Há muito a China apresenta o crescimento mais acelerado
dentre as três maiores economias do mundo — os Estados Unidos, a zona do euro e
a própria China. Isso quando se acredita nos números oficiais de crescimento da
China, ou se tem um certo ceticismo em relação a eles. Dados seu dinamismo e
tamanho, quando a China espirra, a economia mundial pega um resfriado.
Isso estava acontecendo no fim do ano passado. Segundo
“nowcasts” da Fulcrum mencionados por Davies, o crescimento caiu para uma taxa
anualizada de 4% em dezembro de 2018. Isso, acrescenta ele, “desencadeou grande
parte da desaceleração do crescimento global, especialmente no comércio e no
setor industrial”. Por trás dessa desaceleração, afirma-se, estiveram o aperto
do crédito doméstico, num esforço para suspender a alavancagem da economia dos
dez anos anteriores, e o impacto na confiança provocado pela guerra comercial
com os Estados Unidos.
Agora, as coisas parecem melhores. De fato fiquei surpreso
com o entusiasmo das pessoas com quem me encontrei, especialmente em Xangai, a
capital financeira da China. Esse maior otimismo parece estar alinhado às
evidências para o começo de 2019. “Nowcasts” da Fulcrum mostram as taxas
recentes de crescimento alinhadas à meta do governo, de 6% a 6,5% ao ano. De
modo parecido, o Goldman Sachs calcula o crescimento econômico em até 5,8% em
fevereiro.
Um motivo para o renovado otimismo é a crença de que o
acordo comercial com os Estados Unidos é iminente. Outro é o afrouxamento da
política macroeconômica. Isso inclui a reforma do imposto sobre valor agregado
para reduzir o ônus fiscal em 2 trilhões de yuans (quase US$ 300 bilhões) ao
ano.
Num relatório sobre o trabalho do governo, divulgado em
março no Congresso Nacional do Povo, o primeiro ministro Li Keqiang declarou:
“Vamos reformar e aperfeiçoar os mecanismos monetário e de crédito e
empregar... uma combinação de abordagens quantitativas e de preços... para
guiar as instituições financeiras no aumento da oferta de crédito e na redução
dos custos dos empréstimos”. Isso poderá ser importante.
De maior importância ainda, segundo insistiu umas das
pessoas que conheci, é o renovado entusiasmo das autoridades com o setor
privado. Num discurso feito em dezembro de 2018, o presidente Xi Jinping não só
homenageou Deng Xiaoping, autor da política de “reforma e abertura” da China,
como prometeu apoiar o setor privado. Nesse relatório, Li mencionou as atividades
privadas 20 vezes. Ele destacou a necessidade de “facilitar os financiamentos
para as empresas privadas”, “encorajar os atores privados a se engajar na
inovação” e “atrair mais capital privado para projetos em áreas importantes”.

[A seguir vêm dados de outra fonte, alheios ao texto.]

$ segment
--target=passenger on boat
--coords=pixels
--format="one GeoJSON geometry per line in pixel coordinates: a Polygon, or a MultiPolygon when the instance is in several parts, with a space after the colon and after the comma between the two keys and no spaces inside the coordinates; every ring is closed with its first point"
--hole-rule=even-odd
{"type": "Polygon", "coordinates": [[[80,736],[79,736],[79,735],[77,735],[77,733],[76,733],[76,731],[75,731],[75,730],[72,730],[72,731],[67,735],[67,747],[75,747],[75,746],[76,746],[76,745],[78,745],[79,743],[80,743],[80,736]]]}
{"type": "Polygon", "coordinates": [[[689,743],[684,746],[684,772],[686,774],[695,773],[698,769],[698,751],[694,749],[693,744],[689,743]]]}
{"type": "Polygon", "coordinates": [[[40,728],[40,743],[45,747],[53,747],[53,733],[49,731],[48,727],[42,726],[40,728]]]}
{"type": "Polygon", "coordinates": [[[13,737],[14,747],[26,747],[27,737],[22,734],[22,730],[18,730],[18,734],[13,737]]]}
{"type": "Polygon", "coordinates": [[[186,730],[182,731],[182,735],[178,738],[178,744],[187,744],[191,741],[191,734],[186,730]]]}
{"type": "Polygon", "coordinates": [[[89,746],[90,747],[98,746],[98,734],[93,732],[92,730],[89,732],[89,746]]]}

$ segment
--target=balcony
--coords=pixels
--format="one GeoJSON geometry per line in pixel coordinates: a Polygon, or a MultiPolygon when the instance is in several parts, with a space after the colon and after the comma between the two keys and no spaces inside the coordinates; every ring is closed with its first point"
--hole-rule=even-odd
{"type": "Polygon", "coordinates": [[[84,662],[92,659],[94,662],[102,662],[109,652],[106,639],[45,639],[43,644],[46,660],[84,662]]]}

Acima de tudo, o premiê disse: “Vamos seguir o princípio da
neutralidade competitiva, para que quando forem acessar fatores de produção,
acesso ao mercado e licenças, operações comerciais, compras do governo,
licitações públicas e assim por diante, empresas sob todas as formas de
controle possam ser tratadas em pé de igualdade”. Em princípio, isso deveria
incluir os controladores estrangeiros.
O setor privado tem sido o motor do crescimento da China. Se
as autoridades estiverem determinadas a apoiá-lo, isso é importante. Surpreendentemente
para mim, alguns chineses com quem conversei mostraram-se até mesmo satisfeitos
pelos EUA estarem pressionando a China para que ela liberalize a economia:
quanto melhor o governo tratar as empresas privadas estrangeiras, melhor ele
terá de tratar as empresas privadas domésticas. Fico imaginando se os
negociadores americanos entendem as implicações de deixar os empreendedores
privados fora do controle do Estado.
Mesmo assim, também precisamos desafiar essa perspectiva
otimista sobre as perspectivas atuais e futuras para a economia chinesa.
Em primeiro lugar, não está claro se um acordo sobre o
comércio será alcançado com os EUA. Mesmo se for, os EUA parecem determinados a
monitorar o comportamento chinês, com a intenção de impor penalidades (ou seja,
tarifas) sempre que a China cometer algum deslize. Parece improvável que a
China aceite essa exigência. No entanto, se o acordo for realmente firmado, a
guerra comercial não seria resolvida, e sim institucionalizada. Enquanto isso,
a União Europeia (UE) está ficando mais beligerante em relação às práticas
comerciais e de investimentos da China.
Em segundo lugar, controlar o crescimento do crédito e da
dívida, em relação à economia, promovendo ao mesmo tempo a demanda, deverá
continuar sendo um jogo de malabarismo complicado e provavelmente impossível.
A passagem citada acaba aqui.